Korea Supreme Court Expands Taxable Scope of Overseas Patents Used in Korea

Yunsoon CHOI - Yoon & Yang (IP) LLC (Korea)

 

On September 18, 2025, the Korea Supreme Court issued a full-bench decision (Case No. 2021Du59908) holding that royalties paid for the use in Korea of foreign-registered patents that are not registered in Korea (so-called “domestically unregistered patents”) may qualify as Korean-sourced income (domestic source income). This judgment marks a reversal of the long-standing interpretation of the Korea-U.S. Income Tax Convention (Convention between the Republic of Korea and the United States of America for the Avoidance of Double Taxation and the Prevention of Fiscal Evasion with Respect to Taxes on Income).

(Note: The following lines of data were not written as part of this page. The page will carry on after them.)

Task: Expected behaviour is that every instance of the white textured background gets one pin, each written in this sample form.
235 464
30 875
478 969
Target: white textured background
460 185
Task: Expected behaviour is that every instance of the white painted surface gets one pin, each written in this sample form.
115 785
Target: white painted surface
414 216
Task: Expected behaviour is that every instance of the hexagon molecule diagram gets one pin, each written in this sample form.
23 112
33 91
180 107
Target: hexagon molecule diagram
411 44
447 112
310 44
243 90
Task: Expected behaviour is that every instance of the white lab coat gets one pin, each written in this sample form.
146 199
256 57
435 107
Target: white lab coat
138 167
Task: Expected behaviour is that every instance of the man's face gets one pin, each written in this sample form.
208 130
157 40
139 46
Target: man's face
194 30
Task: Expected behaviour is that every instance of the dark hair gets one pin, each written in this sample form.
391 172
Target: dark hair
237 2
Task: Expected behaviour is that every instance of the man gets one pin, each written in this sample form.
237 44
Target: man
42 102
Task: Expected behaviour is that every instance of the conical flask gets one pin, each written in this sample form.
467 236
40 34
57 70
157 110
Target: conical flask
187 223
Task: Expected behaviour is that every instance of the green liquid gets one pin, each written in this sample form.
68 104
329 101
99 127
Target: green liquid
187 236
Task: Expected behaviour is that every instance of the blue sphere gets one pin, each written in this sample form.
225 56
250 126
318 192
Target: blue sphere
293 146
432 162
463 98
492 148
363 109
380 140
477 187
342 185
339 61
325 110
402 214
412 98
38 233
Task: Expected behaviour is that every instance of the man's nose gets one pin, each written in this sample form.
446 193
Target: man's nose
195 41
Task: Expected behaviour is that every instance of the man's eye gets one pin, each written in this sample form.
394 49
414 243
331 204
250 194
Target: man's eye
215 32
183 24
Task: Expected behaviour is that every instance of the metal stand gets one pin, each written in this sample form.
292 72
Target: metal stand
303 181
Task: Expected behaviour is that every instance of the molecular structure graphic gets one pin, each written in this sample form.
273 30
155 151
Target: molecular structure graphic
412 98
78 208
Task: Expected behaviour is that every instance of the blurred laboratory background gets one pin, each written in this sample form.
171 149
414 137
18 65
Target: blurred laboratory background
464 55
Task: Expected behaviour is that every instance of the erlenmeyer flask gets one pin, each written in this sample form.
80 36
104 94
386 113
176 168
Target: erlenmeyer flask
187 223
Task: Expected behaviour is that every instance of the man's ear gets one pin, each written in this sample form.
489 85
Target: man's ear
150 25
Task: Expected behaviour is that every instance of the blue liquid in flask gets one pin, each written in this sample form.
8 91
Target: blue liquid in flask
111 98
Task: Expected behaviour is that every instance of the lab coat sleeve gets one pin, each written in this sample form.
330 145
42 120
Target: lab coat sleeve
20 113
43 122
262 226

In 2013, a Korean corporation entered into a license agreement with a U.S. company for approximately 40 patents registered in the U.S., and in the 2014 fiscal year paid around USD 1.6 million as a royalty and paid with-holding corporate tax accordingly. The Korean-company later claimed that the royalty payment related to Korean-unregistered patents and thus did not constitute Korean-sourced income, sought a refund of the with-holding corporate tax, but the Korean tax authority denied the claim – and the dispute proceeded to litigation.

Until now, the Korea Supreme Court had consistently held, based on the principle of territoriality of patent rights (“patent rights operate only in the country of registration”), that the “use” of a patent meant practicing of the patent in the country in which it is registered, and thus a patent not registered in Korea could not be treated as used in Korea for tax-source purposes.

However, the Korea Supreme Court held that Article 14(4)(a) of the Korea-U.S. Convention defines “royalties” for the “use of, or the right to use, patents” and that because the Convention does not define the term “use,” Article 2(2) of the Convention requires interpreting “use” under the domestic tax law of the Contracting State in which tax is being determined (i.e., Korea).

Under former Article 93, subparagraph 8, proviso of the Corporate Tax Act, it is provided that “even if a patent is registered abroad but not registered in Korea, it shall be deemed to have been used in Korea if it is used for manufacturing, sales, etc. within Korea.” The Korea Supreme Court interpreted the term “use” in this context to mean the use of the patented technology that is the subject of the patent, rather than the exercise of the patent’s exclusive rights themselves.

Accordingly, if the patented technology of a domestically unregistered patent is actually used in Korea, the royalty payment constitutes Korean-sourced income – even though the patent is not registered in Korea. The Korea Supreme Court thus changed the prior rulings that denied Korean source status for royalty payments under domestically unregistered patents.

This full-bench decision signals that Korean companies paying royalties to foreign patent holders for technology used in Korea should treat such payments as possibly subject to Korean with-holding corporate tax, irrespective of whether the patent is registered in Korea. Consequently, when concluding license agreements, careful attention must now be given to distinguishing between domestic and foreign uses of technology, specifying geographic scope of use, and structuring royalty payments accordingly.